Q and A: moving chicks outside, meat grinder, and condensation in canned pecans

Thursday, January 3rd, 2013

Moving chicks outside

We live in the northeast (New York) current temps 27-38 highs and 8-30 lows. We hatched 5 chicks November 7th, 2012. They are currently housed in our warm basement (72 degrees). We would like to put them outside in chicken coop. Will they be ok with the colder weather?

New Lebanon, New York

It’s kind of hard on winter hatched chicks to go from the warm house to the cold coop. But they’re feathered out by now and what I’d suggest is to put a heat lamp in the chicken coop where the chicks can get under it if need be. That should work. Be sure to wire it firmly so it can’t get knocked down and cause a fire. You might put a piece of plywood across a corner with an opening of just a few inches under it to make a temporary “room” so only the chicks could duck under and warm up but the bigger chickens couldn’t get in. After a few weeks, they’ll be fine without the lamp. — Jackie

Meat grinder

Yesterday, my husband and I were processing a deer. He was complaining about our manual meat grinder and I was telling him about your recent blog post using your neighbor’s electric grinder. He said for me to start looking for one as he doesn’t want to keep cranking that old one.
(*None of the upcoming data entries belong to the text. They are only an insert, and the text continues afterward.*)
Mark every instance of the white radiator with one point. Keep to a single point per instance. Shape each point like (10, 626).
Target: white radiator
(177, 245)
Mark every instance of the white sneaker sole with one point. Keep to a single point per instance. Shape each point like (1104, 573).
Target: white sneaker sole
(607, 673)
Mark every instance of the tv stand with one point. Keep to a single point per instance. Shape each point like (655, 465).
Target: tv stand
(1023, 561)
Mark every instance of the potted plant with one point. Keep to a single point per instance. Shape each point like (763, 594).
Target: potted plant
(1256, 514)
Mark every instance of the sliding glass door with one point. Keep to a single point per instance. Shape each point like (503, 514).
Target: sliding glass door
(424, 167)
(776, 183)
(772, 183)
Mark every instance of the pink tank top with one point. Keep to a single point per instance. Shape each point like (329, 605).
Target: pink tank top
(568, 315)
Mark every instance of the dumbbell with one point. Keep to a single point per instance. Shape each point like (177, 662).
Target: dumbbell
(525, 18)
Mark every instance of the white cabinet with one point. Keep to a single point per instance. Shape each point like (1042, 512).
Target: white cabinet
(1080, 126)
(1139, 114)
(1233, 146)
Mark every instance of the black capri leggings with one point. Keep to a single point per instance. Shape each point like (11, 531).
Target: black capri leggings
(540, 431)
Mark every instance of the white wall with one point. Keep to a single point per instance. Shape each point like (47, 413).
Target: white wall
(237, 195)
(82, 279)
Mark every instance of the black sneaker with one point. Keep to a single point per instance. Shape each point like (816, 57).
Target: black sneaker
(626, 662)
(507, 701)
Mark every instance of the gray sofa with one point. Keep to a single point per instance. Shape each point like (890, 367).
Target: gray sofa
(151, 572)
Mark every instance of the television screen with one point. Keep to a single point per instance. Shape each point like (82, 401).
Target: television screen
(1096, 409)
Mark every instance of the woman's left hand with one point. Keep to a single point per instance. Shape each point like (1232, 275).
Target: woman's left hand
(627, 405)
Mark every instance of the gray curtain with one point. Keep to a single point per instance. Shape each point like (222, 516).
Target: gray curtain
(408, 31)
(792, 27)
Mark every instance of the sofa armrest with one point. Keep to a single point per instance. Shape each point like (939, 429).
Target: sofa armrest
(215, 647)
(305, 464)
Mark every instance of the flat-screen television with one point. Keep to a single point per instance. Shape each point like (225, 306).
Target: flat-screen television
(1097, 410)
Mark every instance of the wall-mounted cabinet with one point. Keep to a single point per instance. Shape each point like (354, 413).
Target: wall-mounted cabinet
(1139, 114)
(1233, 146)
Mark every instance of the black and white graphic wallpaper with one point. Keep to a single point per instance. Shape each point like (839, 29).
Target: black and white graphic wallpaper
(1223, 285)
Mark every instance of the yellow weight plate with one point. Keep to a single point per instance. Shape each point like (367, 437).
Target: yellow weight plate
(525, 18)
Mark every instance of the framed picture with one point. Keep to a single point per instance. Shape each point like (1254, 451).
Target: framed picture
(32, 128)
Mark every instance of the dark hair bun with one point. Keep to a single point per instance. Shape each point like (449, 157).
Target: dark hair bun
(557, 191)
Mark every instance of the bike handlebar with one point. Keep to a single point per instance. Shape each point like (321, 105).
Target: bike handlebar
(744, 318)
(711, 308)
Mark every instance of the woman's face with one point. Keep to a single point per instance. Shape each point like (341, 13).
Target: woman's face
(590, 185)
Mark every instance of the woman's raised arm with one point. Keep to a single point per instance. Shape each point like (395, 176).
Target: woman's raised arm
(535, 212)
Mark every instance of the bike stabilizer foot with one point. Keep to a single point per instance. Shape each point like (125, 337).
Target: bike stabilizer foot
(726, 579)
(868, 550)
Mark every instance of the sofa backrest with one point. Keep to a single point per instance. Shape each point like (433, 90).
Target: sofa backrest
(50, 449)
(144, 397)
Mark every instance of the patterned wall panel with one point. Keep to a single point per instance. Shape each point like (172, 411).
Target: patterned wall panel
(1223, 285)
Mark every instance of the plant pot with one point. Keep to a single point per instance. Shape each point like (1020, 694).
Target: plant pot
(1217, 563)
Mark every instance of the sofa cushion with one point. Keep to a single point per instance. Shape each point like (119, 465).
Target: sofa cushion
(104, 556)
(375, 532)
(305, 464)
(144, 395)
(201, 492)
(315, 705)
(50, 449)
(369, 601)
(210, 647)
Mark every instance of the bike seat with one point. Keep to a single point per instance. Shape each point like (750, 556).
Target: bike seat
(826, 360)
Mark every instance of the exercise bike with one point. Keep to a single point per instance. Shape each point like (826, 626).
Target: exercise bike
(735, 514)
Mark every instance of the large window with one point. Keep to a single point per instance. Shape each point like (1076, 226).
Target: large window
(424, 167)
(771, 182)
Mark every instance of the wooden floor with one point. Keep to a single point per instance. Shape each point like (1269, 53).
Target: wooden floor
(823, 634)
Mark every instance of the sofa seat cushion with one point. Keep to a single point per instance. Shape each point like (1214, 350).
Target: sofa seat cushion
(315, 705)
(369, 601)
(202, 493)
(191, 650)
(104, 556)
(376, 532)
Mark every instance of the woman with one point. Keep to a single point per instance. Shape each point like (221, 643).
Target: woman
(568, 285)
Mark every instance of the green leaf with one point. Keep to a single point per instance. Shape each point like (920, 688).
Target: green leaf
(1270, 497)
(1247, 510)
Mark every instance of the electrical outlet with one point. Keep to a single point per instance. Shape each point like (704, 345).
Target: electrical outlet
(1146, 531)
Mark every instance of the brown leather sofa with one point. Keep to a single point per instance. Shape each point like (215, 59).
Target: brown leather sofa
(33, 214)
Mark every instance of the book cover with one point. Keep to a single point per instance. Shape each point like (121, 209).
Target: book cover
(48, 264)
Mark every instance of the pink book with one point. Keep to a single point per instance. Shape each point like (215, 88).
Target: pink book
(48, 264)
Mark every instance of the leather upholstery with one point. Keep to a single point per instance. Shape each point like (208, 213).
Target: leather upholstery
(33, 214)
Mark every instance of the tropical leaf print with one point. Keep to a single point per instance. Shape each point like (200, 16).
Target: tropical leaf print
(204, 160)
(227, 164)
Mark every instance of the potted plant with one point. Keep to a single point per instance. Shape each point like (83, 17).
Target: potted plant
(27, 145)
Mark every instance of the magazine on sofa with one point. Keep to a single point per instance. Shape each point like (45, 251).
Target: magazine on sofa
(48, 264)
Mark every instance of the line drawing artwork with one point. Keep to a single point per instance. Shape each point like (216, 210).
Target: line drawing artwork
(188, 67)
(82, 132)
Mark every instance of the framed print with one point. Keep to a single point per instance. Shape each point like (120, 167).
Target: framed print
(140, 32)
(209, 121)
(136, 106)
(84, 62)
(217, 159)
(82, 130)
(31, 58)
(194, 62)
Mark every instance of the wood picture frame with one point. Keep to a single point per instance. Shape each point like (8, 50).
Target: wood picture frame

I read where Will bought you one for Christmas and wondered which model you all decided on. I was looking at the Waring Pro’s but was just curious if you decided to get one of those and if you went with the 100 or 105 if you did.

Marlana Ward
Mountain City, Tennessee

Will, my adorable husband, did buy me a meat grinder for Christmas. I loved the Waring Pro, but he found another similar brand on sale at Menard’s, a Weston, which also comes with a sausage stuffing tube. (I think that was a hint!) The price of the two was identical. Let me tell you, I’ve used a hand grinder for years and for a quick easy job, the electric ones are wonderful. Of course I’ll never get rid of my manual grinders but for now, the electric one stays in the kitchen! — Jackie

Condensation in canned pecans

I’m having condensation problems when I pressure canned my first batch of pecans today. They are about 3 weeks off the tree. We successfully canned the almonds and the walnuts, but the first batch of pecans had a lot of moisture in the jars. I’m wondering if I need to let them dry in the shell a bit longer?

Traci Stewart
Oakdale, California

I would let them dry several weeks in the shell, then make sure you toast them for half an hour on low heat, stirring often to prevent them from scorching. Well-toasted, they have nearly no moisture. This is one reason for the toasting. — Jackie

3 Responses to “Q and A: moving chicks outside, meat grinder, and condensation in canned pecans”

  1. pat rizzi Says:

    I bought a cabella grinder from Cabellas. The grinder worked beautifuly untill this year when the blade hit a bullet someone misses when cleaning a deer. The bolt sheared off (that is what is was designed to do to prevent the grinder from being destroyed ) . We ordered a new bolt ( only available through Cabellas ). This happened before Thanksgiving. When we ordered the part they said it would take 2 weeks to get it, we are still waiting. When you buy your new grinder ask about part availability.

  2. Howard Says:

    After hand grinding for years I bought a 1hp grinder from Cabelas because I had also bought an older cow to butcher and was making a lot of burger. We’re really happy with the larger grinder.(we had tried a small electric grinders years ago and it was slower than the hand grinder) I ground about 60# of Caribou this fall and it almost took me longer to clean it up than run the meat. Cabelas usually has good customer service and I’m not sure many local vendors keep a supply of seldom needed parts on hand.

  3. Marlana W. Says:

    We went to Lowe’s yesterday and picked up a Waring Pro 105. We considered a larger model but for what we needed and what budget allowed the Waring met our needs. It was much nicer to feed the meat through the grinder without cranking and we are very happy to have it. I have a few manual grinders that will still be around but this will be my go to grinder!